According to them, the court action taken by the government to compel them to go back to work will not help in solving the labour dispute.

The President of the Ghana Medical Association (GMA), Dr Opoku Adusei, in an interview with the Daily Graphic, said, “he who fights and runs away, lives to fight another day”.

He said the GMA, as an entity, was not surprised at the government’s action since it had gone through a similar situation before.

He said the government’s refusal to resolve the issue of who manages the second-tier pension fund amicably and its decision to go to court to place an injunction on their fight for their rights “shows the type of employer that the government is”.

He said government, as an employer, instead of seeking the interest of its citizenry, was rather using its powers to restrain them from exercising their rights by sending them to court.

Dr Adusei said what the government was doing had not answered the burning questions that labour had been asking.

He said various spokespersons for the government had not been consistent with information on where the money was, how it had been invested and what interest had so far accrued on it?

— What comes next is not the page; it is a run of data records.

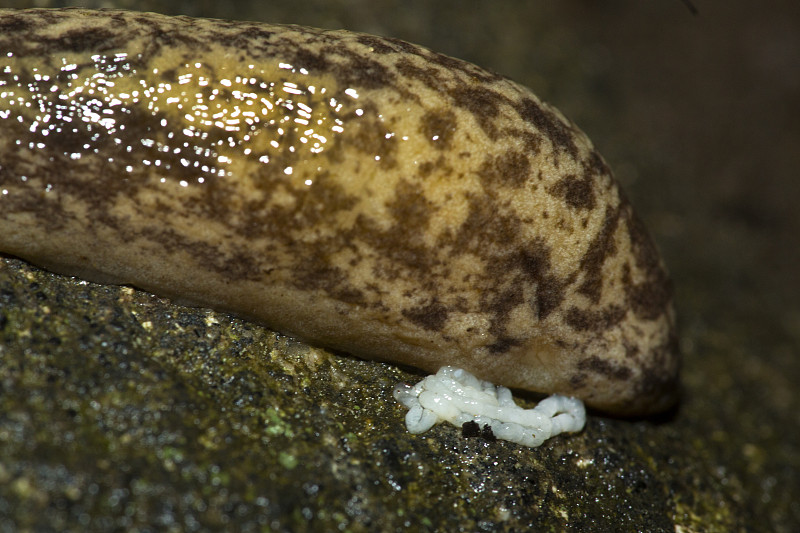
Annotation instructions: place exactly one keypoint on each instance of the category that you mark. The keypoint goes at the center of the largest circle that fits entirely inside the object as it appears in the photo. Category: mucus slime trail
(361, 193)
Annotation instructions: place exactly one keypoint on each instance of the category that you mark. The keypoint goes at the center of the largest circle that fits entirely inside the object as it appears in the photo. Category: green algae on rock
(361, 193)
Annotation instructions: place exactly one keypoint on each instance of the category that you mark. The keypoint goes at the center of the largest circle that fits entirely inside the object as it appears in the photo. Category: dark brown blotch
(431, 316)
(559, 133)
(438, 127)
(509, 168)
(484, 104)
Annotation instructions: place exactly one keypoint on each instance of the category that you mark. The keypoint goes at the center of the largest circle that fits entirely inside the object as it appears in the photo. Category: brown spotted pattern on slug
(362, 193)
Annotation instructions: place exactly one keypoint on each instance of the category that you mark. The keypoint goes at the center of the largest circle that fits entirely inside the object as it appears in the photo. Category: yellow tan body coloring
(361, 193)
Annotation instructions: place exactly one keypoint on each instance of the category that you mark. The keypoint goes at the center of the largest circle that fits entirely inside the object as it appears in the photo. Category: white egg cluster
(457, 396)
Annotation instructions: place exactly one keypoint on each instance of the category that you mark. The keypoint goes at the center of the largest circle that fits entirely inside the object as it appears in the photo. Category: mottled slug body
(361, 193)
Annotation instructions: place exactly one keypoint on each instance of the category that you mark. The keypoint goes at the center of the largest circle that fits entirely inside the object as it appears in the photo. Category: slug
(360, 193)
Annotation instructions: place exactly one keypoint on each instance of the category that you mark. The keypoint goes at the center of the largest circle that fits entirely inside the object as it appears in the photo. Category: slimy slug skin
(361, 193)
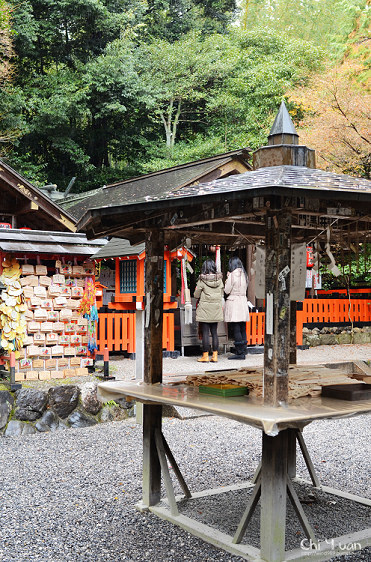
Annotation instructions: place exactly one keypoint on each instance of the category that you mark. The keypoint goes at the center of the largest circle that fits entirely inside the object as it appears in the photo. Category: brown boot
(204, 358)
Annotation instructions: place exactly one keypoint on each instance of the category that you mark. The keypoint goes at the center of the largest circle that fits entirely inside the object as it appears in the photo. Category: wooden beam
(277, 316)
(27, 208)
(152, 415)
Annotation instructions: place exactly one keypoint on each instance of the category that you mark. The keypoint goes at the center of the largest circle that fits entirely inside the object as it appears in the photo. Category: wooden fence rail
(117, 330)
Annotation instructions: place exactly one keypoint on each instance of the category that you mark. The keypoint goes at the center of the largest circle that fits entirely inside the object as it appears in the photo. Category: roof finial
(283, 130)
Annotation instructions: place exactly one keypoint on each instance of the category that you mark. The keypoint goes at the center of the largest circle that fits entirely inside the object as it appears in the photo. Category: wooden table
(281, 429)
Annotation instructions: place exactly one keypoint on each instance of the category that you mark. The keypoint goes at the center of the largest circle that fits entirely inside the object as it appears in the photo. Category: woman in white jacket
(236, 310)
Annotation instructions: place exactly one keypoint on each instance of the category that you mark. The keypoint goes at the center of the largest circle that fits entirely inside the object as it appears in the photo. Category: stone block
(344, 338)
(31, 403)
(64, 399)
(361, 337)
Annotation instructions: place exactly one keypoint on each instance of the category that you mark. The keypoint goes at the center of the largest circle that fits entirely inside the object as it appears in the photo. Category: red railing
(117, 330)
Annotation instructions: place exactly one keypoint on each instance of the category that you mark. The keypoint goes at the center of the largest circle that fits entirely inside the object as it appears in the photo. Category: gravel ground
(125, 368)
(70, 496)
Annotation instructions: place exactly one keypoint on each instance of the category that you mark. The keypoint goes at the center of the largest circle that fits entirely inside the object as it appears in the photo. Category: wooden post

The GMA President said so far, labour unions had received conflicting reports on the status of the monies that had been deducted as their tier-two funds.

He said the only thing that the striking labour unions could do was to accept their fate and plan for their own future as the government did not care.

He said if it happened that they had to go back to work, they would not exhibit any lackadaisical attitude but would perform their duties according to the laws and provisions guiding their various professions.


Twelve labour unions on October 22, 2014 embarked on a nationwide strike to demand from the government to allow them to manage the tier-two pension scheme.

The unions are the Health Service Workers Union (HSWU), the Ghana Registered Nurses’ Association (GRNA), the Ghana Medical Association (GMA), the Ghana Physician Assistants’ Association (GPAA), the Ghana Pharmacists Association (GHOSPA) and the Ghana Association of Certified Registered Anaesthetists (GRCRA).

Others are the Ghana National Association of Teachers (GNAT), Teachers and Educational Workers Union (TEWU), the National Association of Graduate Teachers (NAGRAT) and the Coalition of Concerned Teachers (CCT).

The rest are the Judicial Service Staff Association of Ghana (JUSAG) and the Civil and Local Government Staff Association of Ghana (CLOGSAG).